Publié le Vendredi 9 mai 2025 à 18h00.

École privée : l’équité et la nationalisation

Le tribunal administratif de Lille vient d’annuler, sur le fond, la suspension du contrat d’association du lycée Averroès à Lille. Le ministère va faire appel de ce jugement. Retour sur le traitement islamophobe dont est victime Averroès.
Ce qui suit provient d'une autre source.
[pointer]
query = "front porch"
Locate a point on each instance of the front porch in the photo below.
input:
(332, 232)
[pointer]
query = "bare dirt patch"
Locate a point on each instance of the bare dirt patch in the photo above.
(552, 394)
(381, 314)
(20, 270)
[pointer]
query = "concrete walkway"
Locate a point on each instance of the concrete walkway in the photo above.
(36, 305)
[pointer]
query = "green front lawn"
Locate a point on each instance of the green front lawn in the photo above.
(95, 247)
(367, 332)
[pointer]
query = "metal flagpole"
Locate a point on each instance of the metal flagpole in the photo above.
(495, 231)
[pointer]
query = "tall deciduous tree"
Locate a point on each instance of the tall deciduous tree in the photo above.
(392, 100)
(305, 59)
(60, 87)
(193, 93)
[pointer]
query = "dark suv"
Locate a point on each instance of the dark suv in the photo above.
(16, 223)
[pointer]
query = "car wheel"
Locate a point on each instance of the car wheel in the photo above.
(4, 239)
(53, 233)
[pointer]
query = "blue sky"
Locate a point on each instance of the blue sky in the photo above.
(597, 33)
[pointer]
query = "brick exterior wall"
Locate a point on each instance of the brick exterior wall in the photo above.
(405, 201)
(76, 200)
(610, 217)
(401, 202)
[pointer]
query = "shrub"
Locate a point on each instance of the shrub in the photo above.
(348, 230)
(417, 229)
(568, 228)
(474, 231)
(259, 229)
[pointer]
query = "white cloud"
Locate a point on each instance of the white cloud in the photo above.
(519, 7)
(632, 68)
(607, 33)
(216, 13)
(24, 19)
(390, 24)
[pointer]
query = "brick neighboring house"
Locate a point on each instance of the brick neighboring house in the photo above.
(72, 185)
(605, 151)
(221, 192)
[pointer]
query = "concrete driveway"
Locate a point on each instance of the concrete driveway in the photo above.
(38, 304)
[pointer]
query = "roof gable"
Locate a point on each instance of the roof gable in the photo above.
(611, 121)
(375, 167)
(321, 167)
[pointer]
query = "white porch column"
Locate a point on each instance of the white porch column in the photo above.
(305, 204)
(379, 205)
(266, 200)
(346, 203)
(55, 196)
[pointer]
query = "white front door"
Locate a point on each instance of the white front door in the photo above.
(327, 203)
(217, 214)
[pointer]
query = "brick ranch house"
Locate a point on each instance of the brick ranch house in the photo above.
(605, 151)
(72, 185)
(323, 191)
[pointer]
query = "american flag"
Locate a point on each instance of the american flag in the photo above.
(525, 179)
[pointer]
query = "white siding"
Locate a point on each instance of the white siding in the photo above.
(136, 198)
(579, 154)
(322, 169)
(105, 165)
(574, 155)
Lécole privée est principalement régie, dans son rapport à l’État, par la loi Debré de 1959. Cette loi instaure la prise en charge des frais de fonctionnement, notamment le salaire des enseignantEs, en échange du respect des programmes. L’école privée sous contrat représente un peu plus de 97 % du privé et scolarise entre 17 % et 18 % des élèves en France. Elle est gérée à plus de 95 % par l’enseignement catholique. Sur les 7 500 établissements, seuls 11 sont musulmans.

« L’affaire » Averroès ?

Le lycée Averroès avait quelques particularités. Alors que le privé scolarise 3 fois moins d’élèves boursierEs que le public (11 % contre 29 %), cet établissement en comporte près de 60 % tout en obtenant un taux de réussite au bac de 100 % en 2022 : une gageure quand on connaît le poids des déterminismes sociaux dans l’échec scolaire. Ce qui donne à cet établissement une identité très différente des autres établissements privés qui sont, eux, des acteurs profonds de la ségrégation scolaire et de l’entre-soi social.
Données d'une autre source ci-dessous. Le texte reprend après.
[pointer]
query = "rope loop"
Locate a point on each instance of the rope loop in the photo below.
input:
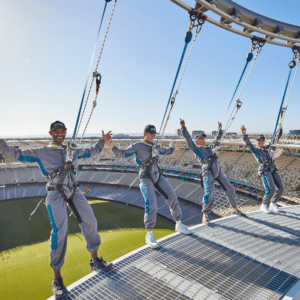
(257, 43)
(197, 19)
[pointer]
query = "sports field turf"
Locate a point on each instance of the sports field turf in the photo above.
(24, 245)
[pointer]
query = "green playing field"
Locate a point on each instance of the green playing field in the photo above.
(24, 245)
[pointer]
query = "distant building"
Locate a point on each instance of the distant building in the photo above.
(231, 133)
(295, 131)
(178, 132)
(197, 132)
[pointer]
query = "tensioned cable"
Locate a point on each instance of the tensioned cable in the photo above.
(195, 15)
(95, 101)
(248, 59)
(176, 92)
(188, 38)
(84, 90)
(257, 43)
(292, 64)
(288, 99)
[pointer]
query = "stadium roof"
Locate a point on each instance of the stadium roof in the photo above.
(257, 257)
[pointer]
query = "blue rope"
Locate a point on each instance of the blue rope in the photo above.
(188, 38)
(287, 83)
(79, 113)
(249, 58)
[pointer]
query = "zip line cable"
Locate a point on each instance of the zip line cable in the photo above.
(282, 110)
(257, 44)
(96, 75)
(195, 15)
(74, 133)
(176, 92)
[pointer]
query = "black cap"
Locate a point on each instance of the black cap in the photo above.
(57, 124)
(261, 137)
(200, 135)
(150, 129)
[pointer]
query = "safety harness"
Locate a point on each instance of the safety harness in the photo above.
(63, 171)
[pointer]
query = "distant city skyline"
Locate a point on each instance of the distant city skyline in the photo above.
(46, 47)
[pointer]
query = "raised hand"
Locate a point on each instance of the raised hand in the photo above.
(106, 137)
(177, 147)
(243, 129)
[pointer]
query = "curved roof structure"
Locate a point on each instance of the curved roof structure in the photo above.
(250, 22)
(257, 257)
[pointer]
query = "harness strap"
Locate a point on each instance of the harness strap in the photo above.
(161, 191)
(69, 200)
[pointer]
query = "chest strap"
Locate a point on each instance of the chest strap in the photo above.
(58, 171)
C’est lors d’un contrôle que des manquements réels ont été constatés concernant un ouvrage utilisé lors des cours d’éthique (enseignement religieux non obligatoire). Ce recueil de texte religieux légitimait la ségrégation des sexes ou la peine de mort pour apostasie. 

Un deux poids deux mesures révélateur d’une islamophobie d’État

Malgré une mixité sociale et des résultats aux examens exemplaires, Averroès a subi 19 contrôles entre 2017 et 2023. Un contrôle ciblé et disproportionné en comparaison des contrôles en général. Sur l’ensemble du territoire, ce sont ainsi seulement 5 établissements privés qui ont été contrôlés en 2023.
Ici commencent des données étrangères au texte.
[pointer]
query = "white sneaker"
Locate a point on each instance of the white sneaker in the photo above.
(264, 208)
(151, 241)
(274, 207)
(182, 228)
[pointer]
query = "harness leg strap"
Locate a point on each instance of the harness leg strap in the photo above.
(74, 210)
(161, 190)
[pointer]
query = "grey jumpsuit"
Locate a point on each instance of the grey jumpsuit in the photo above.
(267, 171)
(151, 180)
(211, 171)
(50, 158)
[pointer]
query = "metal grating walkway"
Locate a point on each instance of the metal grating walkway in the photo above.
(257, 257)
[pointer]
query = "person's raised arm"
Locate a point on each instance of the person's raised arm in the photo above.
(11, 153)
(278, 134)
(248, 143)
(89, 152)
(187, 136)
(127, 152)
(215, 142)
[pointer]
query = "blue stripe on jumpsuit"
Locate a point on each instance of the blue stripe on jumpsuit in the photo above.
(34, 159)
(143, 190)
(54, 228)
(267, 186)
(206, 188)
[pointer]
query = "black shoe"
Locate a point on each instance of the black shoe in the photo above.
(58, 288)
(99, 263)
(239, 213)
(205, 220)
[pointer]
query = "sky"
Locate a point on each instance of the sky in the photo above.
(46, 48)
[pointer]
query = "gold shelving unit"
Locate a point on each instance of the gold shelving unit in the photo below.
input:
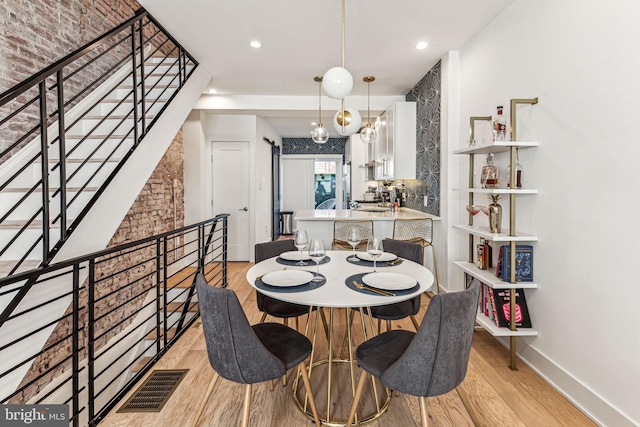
(512, 236)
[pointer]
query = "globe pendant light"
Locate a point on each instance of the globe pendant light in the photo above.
(337, 81)
(368, 134)
(319, 135)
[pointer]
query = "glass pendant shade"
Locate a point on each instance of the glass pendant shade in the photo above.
(337, 83)
(320, 135)
(351, 121)
(368, 134)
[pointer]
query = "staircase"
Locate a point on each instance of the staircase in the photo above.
(96, 144)
(74, 154)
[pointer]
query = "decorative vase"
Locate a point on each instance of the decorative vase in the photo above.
(495, 215)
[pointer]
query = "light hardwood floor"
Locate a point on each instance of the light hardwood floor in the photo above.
(494, 394)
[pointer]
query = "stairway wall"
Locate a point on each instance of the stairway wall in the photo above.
(29, 45)
(152, 213)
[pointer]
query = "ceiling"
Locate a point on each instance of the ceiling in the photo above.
(302, 39)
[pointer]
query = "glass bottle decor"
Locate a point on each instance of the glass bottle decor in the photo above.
(489, 177)
(495, 214)
(518, 173)
(499, 126)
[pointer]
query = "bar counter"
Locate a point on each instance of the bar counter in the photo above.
(319, 223)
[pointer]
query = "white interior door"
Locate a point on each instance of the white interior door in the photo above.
(230, 193)
(297, 184)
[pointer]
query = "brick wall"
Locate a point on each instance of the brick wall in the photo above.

À titre d’exemple, Bétharram n’a fait l’objet que d’un maigre contrôle en 1996, alors que toute la région était au courant de ce qui se passait dans cet établissement. Et Stanislas, où nombre de faits étaient connus, une seule fois en 2023. 

Quant à la sanction de décontractualisation, c’est seulement la deuxième fois depuis 1959 qu’elle est prononcée. Là encore, malgré des infractions documentées et bien plus importantes en nombre, comme l’atteinte à la liberté de conscience par l’obligation de l’enseignement religieux normalement facultatif ou le non-respect des programmes, Stanislas n’a pas vu son contrat rompu ni même ses financements suspendus. Une telle différence est révélatrice d’un traitement spécifique, par les services de l’État, d’Averroès en raison de son identité musulmane. 

Pour l’équité et la disparition du privé

Le gouvernement tente, une fois encore, d’instrumentaliser la laïcité pour masquer ses propres failles et ne pas parler des questions de l’école privée de façon large et politique. Les militantes et militants de l’école publique et laïque ne doivent pas se laisser berner : la finalité de cette « affaire » n’est pas de protéger la jeunesse d’un prétendu islamisme mais une attaque qui sert un agenda politique à la fois protecteur de l’enseignement privé, un enseignement de classe, et ­islamophobe. 

Nous ne pouvons que nous réjouir d’une décision qui va dans le sens de l’équité. Et continuer, car c’est là le vrai enjeu, à réclamer la nationalisation de toutes les écoles privées.